The author of Ruth is making a statement here about what God’s love looks like in real time; in real life. In a time in the nation of Israel when people aren’t even following God’s law, this Moabite woman chooses to go way beyond the law— she has no obligations to her mother-in-law at all— and yet she chooses to go with her, knowing that in this moment in her life, Naomi may not even survive on her own. Ruth, an immigrant in a strange land with a strange religion, becomes the example of what it means to live into God’s law by choosing “hesed.” This faithful, active, abiding love that Ruth chooses to show her mother-in-law redefines family to mean the two of them. This faithful, active, abiding love that Ruth chooses to live into redefines who she is as she crosses the threshold into a new life. This faithful, active, abiding love redefines everything in Ruth’s life because she chooses love over fear; she has the tenacity, the resilience, to choose to love instead of living out of fear, and that makes all the difference in the world.

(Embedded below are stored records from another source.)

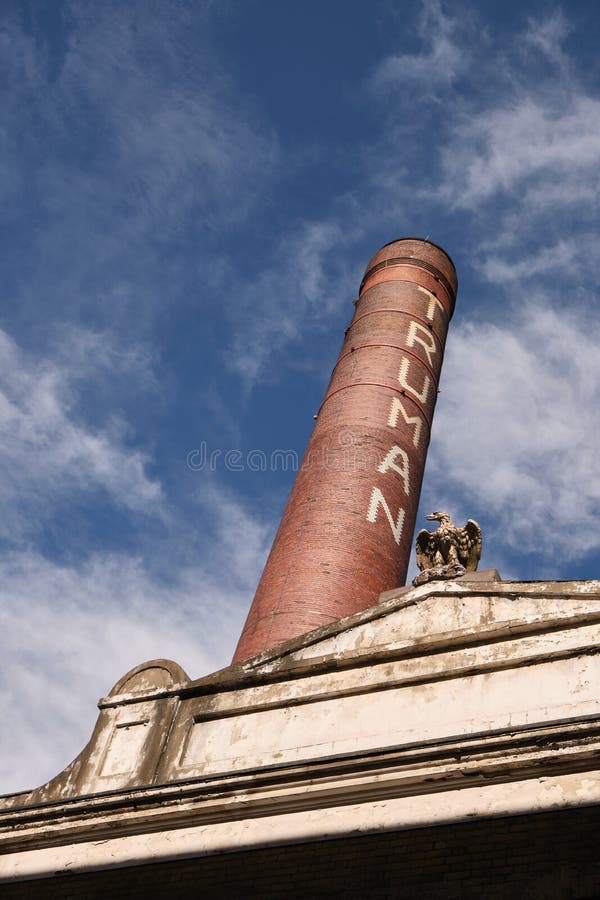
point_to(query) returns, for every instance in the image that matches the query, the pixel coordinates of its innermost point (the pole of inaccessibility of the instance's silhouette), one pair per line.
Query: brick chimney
(346, 533)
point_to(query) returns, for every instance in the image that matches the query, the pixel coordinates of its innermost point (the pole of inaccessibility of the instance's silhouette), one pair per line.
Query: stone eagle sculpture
(449, 551)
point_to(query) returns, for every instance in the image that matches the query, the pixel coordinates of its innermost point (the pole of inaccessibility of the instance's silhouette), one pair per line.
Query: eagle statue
(448, 551)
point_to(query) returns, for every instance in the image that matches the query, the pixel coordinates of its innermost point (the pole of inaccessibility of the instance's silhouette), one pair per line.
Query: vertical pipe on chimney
(346, 533)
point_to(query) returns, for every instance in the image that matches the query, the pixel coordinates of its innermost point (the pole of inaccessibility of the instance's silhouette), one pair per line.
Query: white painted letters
(396, 408)
(418, 334)
(390, 463)
(377, 499)
(402, 378)
(434, 303)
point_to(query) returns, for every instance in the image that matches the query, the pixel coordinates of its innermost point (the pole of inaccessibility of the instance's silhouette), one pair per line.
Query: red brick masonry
(346, 533)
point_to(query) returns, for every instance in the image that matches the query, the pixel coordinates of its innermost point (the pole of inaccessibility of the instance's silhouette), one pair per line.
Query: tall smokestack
(346, 533)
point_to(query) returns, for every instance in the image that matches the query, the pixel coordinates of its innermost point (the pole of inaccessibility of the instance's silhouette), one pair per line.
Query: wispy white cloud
(47, 450)
(306, 280)
(440, 61)
(515, 434)
(509, 148)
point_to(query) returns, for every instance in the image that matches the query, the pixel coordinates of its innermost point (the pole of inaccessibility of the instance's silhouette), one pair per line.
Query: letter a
(402, 379)
(378, 499)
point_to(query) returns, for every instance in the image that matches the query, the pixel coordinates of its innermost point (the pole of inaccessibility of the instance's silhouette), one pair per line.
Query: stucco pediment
(475, 609)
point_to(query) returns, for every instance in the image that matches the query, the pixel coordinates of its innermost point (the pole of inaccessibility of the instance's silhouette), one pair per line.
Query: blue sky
(191, 191)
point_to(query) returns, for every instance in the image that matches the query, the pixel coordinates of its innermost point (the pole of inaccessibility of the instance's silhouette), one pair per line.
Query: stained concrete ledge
(482, 682)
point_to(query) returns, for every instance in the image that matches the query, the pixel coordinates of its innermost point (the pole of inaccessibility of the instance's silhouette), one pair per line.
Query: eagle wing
(469, 545)
(425, 547)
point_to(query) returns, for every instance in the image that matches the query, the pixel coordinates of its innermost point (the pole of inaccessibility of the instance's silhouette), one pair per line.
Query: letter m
(377, 500)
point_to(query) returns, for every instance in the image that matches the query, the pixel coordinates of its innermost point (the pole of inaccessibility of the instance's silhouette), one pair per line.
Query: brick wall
(550, 856)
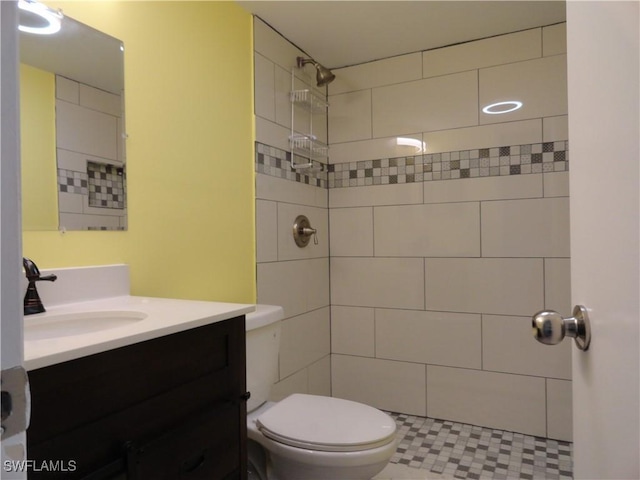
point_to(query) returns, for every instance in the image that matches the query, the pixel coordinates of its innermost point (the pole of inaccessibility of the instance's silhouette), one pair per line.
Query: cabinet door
(88, 410)
(206, 447)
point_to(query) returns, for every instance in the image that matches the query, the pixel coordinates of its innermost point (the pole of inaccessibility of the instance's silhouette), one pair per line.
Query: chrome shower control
(550, 328)
(302, 231)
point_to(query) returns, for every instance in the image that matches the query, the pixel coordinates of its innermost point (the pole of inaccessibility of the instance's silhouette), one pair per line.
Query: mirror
(72, 128)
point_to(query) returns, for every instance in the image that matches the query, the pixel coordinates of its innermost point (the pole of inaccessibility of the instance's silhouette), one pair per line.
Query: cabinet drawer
(78, 392)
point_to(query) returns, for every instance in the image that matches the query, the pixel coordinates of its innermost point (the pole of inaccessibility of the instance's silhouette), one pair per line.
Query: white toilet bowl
(311, 437)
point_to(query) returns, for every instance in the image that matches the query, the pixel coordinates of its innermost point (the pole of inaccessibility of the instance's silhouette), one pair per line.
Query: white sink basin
(79, 323)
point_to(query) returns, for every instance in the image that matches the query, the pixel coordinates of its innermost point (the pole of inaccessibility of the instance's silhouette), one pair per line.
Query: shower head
(323, 74)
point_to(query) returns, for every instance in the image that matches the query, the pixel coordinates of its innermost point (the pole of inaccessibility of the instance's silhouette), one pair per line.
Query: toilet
(307, 437)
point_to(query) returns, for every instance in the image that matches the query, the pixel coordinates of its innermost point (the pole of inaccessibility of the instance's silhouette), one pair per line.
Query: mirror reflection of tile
(106, 185)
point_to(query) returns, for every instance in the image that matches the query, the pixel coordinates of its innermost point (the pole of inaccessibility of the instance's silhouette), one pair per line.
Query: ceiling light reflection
(420, 146)
(510, 106)
(51, 17)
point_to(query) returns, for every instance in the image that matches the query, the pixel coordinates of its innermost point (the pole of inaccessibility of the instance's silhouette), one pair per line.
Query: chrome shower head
(324, 76)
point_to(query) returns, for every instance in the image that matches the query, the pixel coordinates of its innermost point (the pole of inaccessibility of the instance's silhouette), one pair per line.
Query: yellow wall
(37, 149)
(189, 117)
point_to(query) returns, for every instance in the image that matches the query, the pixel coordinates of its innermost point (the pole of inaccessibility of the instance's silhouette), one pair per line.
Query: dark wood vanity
(169, 408)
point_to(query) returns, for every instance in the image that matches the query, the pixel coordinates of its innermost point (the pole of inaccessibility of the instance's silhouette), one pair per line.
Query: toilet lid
(326, 424)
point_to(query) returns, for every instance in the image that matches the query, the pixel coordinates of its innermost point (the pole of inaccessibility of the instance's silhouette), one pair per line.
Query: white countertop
(163, 317)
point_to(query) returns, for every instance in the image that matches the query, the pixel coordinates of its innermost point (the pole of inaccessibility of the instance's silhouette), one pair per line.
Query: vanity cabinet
(169, 408)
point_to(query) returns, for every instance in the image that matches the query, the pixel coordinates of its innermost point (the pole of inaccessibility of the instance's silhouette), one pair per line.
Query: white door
(604, 138)
(13, 444)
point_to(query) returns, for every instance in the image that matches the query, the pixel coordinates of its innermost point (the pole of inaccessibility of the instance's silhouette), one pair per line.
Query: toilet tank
(263, 345)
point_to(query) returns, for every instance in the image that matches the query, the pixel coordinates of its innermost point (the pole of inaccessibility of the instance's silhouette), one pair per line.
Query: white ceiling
(341, 33)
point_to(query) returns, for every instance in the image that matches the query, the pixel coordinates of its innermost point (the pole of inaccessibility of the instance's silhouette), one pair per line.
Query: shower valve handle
(302, 231)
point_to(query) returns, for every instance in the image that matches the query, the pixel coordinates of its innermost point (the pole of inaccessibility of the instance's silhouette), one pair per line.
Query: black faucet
(32, 302)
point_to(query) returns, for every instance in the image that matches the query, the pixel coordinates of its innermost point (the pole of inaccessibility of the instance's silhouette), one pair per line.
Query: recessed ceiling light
(38, 18)
(502, 107)
(412, 142)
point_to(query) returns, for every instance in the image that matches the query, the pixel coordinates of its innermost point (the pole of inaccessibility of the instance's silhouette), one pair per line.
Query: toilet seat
(326, 424)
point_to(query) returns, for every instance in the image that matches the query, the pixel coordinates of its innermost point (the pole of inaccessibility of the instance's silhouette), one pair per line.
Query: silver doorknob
(550, 328)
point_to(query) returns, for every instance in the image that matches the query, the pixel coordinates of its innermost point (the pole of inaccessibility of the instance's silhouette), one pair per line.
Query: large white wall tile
(541, 85)
(488, 52)
(389, 385)
(305, 339)
(404, 194)
(556, 184)
(508, 286)
(557, 285)
(452, 339)
(373, 149)
(274, 46)
(351, 232)
(264, 75)
(526, 228)
(555, 128)
(70, 202)
(378, 282)
(559, 410)
(436, 230)
(87, 131)
(496, 400)
(350, 116)
(508, 346)
(388, 71)
(282, 96)
(270, 133)
(299, 286)
(101, 101)
(489, 188)
(278, 189)
(353, 331)
(484, 136)
(318, 218)
(296, 383)
(320, 377)
(266, 231)
(554, 39)
(433, 104)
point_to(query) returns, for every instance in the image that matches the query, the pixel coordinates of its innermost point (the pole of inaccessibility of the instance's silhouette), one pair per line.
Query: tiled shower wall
(296, 278)
(439, 258)
(90, 157)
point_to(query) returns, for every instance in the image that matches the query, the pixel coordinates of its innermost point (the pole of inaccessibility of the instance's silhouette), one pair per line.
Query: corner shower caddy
(306, 144)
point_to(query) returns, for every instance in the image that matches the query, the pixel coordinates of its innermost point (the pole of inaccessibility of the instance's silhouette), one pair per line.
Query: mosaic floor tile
(456, 450)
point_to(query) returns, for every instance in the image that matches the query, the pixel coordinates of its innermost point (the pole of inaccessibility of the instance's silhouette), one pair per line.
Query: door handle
(550, 328)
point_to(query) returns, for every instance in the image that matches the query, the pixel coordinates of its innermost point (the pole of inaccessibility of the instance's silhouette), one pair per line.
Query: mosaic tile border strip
(106, 185)
(483, 162)
(276, 162)
(456, 450)
(71, 181)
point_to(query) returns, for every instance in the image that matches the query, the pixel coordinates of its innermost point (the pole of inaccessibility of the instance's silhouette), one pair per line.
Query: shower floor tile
(457, 450)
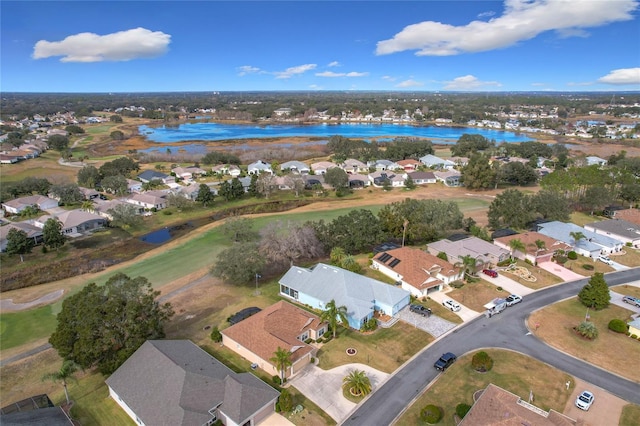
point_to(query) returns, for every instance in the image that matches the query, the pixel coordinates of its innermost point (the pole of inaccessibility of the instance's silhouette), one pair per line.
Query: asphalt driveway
(324, 387)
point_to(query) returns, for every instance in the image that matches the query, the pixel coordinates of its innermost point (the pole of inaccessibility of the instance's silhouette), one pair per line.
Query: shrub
(431, 414)
(216, 336)
(618, 326)
(481, 361)
(462, 410)
(285, 401)
(587, 329)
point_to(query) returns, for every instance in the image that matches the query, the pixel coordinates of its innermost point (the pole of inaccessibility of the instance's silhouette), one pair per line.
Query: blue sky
(154, 46)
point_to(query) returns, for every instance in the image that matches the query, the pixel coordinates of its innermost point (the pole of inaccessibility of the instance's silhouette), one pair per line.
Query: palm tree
(282, 359)
(65, 373)
(516, 245)
(332, 314)
(358, 383)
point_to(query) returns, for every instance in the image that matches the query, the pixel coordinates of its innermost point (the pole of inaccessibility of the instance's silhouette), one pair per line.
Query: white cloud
(120, 46)
(247, 69)
(341, 74)
(521, 20)
(622, 76)
(290, 72)
(469, 82)
(409, 83)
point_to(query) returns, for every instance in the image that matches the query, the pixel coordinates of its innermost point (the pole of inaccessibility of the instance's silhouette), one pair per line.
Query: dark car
(243, 314)
(445, 361)
(490, 272)
(421, 310)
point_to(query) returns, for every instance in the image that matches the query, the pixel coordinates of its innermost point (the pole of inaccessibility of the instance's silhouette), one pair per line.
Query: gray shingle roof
(174, 382)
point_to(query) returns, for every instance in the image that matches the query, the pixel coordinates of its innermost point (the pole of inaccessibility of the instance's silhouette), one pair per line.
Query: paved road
(507, 330)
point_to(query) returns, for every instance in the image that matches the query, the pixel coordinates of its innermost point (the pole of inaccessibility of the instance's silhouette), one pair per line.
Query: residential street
(507, 330)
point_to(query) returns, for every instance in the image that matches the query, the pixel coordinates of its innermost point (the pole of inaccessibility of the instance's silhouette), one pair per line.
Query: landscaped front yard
(611, 351)
(514, 372)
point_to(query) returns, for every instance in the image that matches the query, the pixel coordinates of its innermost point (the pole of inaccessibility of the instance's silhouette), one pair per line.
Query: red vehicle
(490, 272)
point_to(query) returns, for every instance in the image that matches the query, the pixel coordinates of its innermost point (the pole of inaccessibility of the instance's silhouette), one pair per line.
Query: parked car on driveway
(452, 305)
(584, 400)
(445, 361)
(512, 299)
(605, 259)
(420, 310)
(490, 272)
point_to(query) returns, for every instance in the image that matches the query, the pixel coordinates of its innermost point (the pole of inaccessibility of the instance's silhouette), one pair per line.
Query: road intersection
(508, 331)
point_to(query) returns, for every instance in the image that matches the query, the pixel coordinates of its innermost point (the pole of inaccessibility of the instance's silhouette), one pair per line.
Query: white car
(452, 305)
(605, 259)
(584, 400)
(512, 299)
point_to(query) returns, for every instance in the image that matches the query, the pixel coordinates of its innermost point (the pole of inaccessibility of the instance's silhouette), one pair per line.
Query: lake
(220, 132)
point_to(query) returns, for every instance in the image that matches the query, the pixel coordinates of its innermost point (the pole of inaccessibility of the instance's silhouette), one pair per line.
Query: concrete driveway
(465, 313)
(507, 283)
(560, 271)
(324, 387)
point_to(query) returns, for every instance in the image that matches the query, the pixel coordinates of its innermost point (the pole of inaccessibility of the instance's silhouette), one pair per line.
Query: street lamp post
(257, 276)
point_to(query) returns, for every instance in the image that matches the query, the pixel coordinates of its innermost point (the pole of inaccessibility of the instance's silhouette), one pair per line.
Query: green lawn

Perhaps it’s surprising to you that several thousand years before Jesus a woman with seemingly no power at all chose to love the one whom others would call her enemy— an Israelite; her mother-in-law; a woman who worshipped a different God than the one she knew. Then again, God does work in mysterious ways. And if you’ll allow me a spoiler alert about the book of Ruth, it is a glorious surprise to find that this Moabite woman, an immigrant in Israel, a woman of another faith, does become the great-grandmother to King David, and the great great many great grandmother to Jesus himself. Because God’s love, “hesed,” is strong enough to redefine family. God’s love is wide enough to redefine who is our neighbor. God’s love is even flexible enough to redefine enemies as people we need to love. And God’s love draws the circle so wide, that all are found within God’s love.

Who is it that you’re having a hard time loving? Who is it, in our polarized world, that you have shut yourself off from because it’s easier to love those we agree with? Who is it, that you need to reach out to and find out how they’re really doing? Our world isn’t going to heal itself. It’s going to need all of us actively sharing God’s love in any ways that we can in order to become more connected. What threshold is God calling you to cross? Who is God calling you to love?